Thanks to a slight oversight on my part, our second public meeting didn’t go as planned. Our goal was to talk about alternative options that are available outside of public school or pretty much education as we know it. However, I had the time listed as 10:30am (my initial intended time), when the library doesn’t open until 1:00pm on Wednesdays. So, people showed up, but at the wrong time. And of course, very few planned to return.
We did end up having a decent discussion among those who attended. Three families in total. However, we are all homeschooling, so we just discussed what led us to homeschooling and a little about our strategies.
As our discussion progressed, some of our parenting challenges came up. This led to the topic of discipline, mostly yelling. So, naturally, the topic of The Orange Rhino Challenge came up. The idea was that we could attempt this challenge as a group and support one another along the way.
Do you find yourself yelling more often than you thought you would after becoming a parent? Do you wish your kids would just stop driving you crazy and just listen? Are you a bit more self conscious about the noises coming from your windows, now that it’s summer and all the windows are open? Have you considered The Orange Rhino Challenge?
Join us for 31 days, the whole month of July, as we take on The Orange Rhino Challenge. This event will take place in our closed Facebook group, but if you are interested in joining us, you are welcome to communicate with us on our website, via email, or on our public Facebook page.
Of course you are also welcome to become a member of our community.

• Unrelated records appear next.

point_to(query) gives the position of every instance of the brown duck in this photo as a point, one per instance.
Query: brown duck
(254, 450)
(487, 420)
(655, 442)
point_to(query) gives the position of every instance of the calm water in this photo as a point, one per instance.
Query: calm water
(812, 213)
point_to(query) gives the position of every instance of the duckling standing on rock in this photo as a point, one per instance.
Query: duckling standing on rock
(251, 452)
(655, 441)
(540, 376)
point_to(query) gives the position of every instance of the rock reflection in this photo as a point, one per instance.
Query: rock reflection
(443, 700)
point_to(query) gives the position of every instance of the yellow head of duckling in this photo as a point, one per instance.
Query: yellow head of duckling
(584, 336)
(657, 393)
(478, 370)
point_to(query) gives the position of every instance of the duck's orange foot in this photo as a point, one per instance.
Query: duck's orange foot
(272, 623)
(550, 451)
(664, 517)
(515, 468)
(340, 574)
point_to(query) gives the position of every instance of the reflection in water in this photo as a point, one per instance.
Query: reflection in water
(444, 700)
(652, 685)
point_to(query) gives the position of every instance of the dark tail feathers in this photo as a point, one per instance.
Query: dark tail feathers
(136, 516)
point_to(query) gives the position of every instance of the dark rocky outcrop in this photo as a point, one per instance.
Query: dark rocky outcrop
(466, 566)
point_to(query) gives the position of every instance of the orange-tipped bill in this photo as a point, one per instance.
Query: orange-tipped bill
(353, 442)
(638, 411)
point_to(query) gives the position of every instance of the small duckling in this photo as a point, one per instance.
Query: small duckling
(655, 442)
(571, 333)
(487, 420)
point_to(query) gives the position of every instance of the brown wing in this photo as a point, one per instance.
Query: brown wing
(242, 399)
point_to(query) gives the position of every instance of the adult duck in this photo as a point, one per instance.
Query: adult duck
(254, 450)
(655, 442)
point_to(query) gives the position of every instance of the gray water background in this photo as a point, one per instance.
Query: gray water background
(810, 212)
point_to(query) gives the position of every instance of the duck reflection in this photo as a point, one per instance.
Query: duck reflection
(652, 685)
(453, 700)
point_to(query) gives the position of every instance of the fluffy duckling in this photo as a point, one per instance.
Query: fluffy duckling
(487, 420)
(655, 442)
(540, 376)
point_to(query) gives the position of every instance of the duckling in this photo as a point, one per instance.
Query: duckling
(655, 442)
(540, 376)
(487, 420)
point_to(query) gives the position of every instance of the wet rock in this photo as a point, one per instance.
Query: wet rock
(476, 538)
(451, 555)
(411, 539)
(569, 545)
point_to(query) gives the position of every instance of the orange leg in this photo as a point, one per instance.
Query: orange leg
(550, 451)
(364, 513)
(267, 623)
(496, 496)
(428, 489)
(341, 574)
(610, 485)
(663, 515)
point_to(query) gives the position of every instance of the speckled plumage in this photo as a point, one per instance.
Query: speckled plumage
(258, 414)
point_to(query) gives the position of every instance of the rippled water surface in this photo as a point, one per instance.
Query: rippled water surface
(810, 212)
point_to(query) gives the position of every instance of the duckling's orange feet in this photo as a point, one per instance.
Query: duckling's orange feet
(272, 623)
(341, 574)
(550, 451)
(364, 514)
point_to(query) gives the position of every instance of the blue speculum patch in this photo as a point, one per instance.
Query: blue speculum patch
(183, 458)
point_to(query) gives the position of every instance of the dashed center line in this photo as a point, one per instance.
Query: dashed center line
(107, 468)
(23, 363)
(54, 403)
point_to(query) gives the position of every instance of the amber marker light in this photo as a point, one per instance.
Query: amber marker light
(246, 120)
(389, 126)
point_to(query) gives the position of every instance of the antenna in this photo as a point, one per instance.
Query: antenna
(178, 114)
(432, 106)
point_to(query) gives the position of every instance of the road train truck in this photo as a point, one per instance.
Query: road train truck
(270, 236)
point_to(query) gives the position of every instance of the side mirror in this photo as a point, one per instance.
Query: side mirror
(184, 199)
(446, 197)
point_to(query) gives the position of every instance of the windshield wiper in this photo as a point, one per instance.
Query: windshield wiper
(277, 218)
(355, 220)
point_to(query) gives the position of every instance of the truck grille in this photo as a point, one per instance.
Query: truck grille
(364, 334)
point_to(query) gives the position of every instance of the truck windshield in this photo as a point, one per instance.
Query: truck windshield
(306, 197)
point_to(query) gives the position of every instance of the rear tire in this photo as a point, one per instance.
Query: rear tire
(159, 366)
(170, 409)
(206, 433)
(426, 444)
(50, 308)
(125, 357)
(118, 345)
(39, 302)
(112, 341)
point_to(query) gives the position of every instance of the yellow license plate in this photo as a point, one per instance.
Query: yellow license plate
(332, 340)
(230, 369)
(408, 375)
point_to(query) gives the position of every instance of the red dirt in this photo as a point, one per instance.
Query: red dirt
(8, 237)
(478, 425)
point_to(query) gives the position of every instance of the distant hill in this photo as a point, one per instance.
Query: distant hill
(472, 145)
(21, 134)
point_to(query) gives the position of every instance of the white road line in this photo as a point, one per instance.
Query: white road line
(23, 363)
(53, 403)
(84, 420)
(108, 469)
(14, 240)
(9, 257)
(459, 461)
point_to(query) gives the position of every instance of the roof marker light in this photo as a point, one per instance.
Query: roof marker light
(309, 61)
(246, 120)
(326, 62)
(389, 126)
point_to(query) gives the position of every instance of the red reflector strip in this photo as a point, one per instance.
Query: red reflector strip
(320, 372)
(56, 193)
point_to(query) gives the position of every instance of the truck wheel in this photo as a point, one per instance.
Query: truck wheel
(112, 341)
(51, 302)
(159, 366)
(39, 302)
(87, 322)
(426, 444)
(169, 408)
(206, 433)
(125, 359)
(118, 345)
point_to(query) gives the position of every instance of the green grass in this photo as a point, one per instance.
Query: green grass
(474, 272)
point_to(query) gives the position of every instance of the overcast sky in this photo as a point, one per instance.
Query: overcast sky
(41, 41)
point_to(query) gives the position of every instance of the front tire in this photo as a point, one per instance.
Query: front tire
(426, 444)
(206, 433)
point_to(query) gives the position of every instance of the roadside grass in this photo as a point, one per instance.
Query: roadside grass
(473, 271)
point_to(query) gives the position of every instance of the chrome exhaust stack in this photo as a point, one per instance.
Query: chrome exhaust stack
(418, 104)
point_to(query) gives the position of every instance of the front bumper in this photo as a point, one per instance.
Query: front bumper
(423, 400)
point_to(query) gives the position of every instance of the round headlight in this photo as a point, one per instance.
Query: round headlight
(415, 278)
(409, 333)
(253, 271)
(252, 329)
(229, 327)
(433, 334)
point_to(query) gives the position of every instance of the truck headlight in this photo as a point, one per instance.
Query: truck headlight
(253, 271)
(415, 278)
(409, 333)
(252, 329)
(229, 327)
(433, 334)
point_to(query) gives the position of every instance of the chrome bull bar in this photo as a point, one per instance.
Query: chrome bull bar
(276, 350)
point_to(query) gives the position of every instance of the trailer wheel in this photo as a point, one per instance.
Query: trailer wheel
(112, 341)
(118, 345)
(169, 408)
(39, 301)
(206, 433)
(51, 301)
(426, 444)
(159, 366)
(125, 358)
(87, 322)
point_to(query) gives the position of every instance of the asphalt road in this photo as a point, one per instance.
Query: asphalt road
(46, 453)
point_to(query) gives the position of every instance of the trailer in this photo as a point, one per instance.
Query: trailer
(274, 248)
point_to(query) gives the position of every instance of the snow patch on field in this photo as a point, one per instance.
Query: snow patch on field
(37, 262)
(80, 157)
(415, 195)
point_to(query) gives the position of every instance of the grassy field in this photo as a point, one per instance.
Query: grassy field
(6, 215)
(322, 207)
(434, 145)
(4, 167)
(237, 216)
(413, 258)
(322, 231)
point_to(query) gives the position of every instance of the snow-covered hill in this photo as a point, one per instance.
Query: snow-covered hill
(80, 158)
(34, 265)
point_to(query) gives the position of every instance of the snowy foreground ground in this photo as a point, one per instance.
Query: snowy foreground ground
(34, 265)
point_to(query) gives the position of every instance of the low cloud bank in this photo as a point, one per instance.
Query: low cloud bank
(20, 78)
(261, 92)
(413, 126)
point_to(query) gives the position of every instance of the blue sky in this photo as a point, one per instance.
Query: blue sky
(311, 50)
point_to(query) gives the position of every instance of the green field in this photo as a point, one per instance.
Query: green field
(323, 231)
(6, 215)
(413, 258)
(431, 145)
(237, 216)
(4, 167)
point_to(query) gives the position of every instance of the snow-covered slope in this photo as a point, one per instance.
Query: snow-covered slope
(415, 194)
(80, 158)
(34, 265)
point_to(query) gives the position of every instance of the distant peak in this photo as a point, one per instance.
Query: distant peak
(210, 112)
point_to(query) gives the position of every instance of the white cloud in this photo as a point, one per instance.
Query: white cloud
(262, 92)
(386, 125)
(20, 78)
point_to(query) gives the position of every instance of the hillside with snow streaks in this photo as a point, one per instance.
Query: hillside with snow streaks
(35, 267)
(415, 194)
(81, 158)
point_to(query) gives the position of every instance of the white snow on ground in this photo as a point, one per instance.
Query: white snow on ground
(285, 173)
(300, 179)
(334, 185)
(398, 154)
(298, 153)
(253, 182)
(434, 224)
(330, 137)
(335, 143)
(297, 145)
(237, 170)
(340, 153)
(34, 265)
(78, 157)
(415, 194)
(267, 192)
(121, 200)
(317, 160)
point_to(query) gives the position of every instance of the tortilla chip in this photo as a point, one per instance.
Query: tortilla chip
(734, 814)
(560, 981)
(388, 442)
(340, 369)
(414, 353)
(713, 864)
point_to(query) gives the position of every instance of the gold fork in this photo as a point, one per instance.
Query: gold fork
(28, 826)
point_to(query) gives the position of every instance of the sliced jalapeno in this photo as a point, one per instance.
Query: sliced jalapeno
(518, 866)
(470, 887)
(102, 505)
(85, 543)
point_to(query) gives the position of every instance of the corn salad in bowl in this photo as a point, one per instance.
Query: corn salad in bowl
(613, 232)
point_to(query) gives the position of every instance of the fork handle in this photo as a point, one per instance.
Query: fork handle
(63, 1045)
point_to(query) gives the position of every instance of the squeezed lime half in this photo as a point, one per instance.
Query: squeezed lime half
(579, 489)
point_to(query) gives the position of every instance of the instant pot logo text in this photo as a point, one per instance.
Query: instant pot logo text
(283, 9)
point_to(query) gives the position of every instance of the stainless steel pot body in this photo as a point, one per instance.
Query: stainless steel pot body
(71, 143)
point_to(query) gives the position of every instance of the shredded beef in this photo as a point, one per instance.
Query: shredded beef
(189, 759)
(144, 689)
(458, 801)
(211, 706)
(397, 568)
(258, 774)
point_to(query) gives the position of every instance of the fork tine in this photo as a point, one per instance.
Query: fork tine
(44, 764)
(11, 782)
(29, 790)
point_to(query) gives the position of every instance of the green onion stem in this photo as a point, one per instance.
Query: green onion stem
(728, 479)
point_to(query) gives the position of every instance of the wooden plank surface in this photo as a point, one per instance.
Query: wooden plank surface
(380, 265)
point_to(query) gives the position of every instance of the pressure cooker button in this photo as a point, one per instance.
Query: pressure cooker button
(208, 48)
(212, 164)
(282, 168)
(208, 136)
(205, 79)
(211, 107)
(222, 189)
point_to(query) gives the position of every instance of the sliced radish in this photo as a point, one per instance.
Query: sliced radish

Membership is free, but all are expected to respect our community needs; to maintain a safe space for people of color. Failure to honor this space will result in removal. (The link provided is to become a member online, but you can also request membership to the Facebook group; unfamiliar names/profiles will be screened)
Our next public event for July will focus on our parenting style and how the way we were raised shapes our parenting decisions. We’re still looking for a location, though.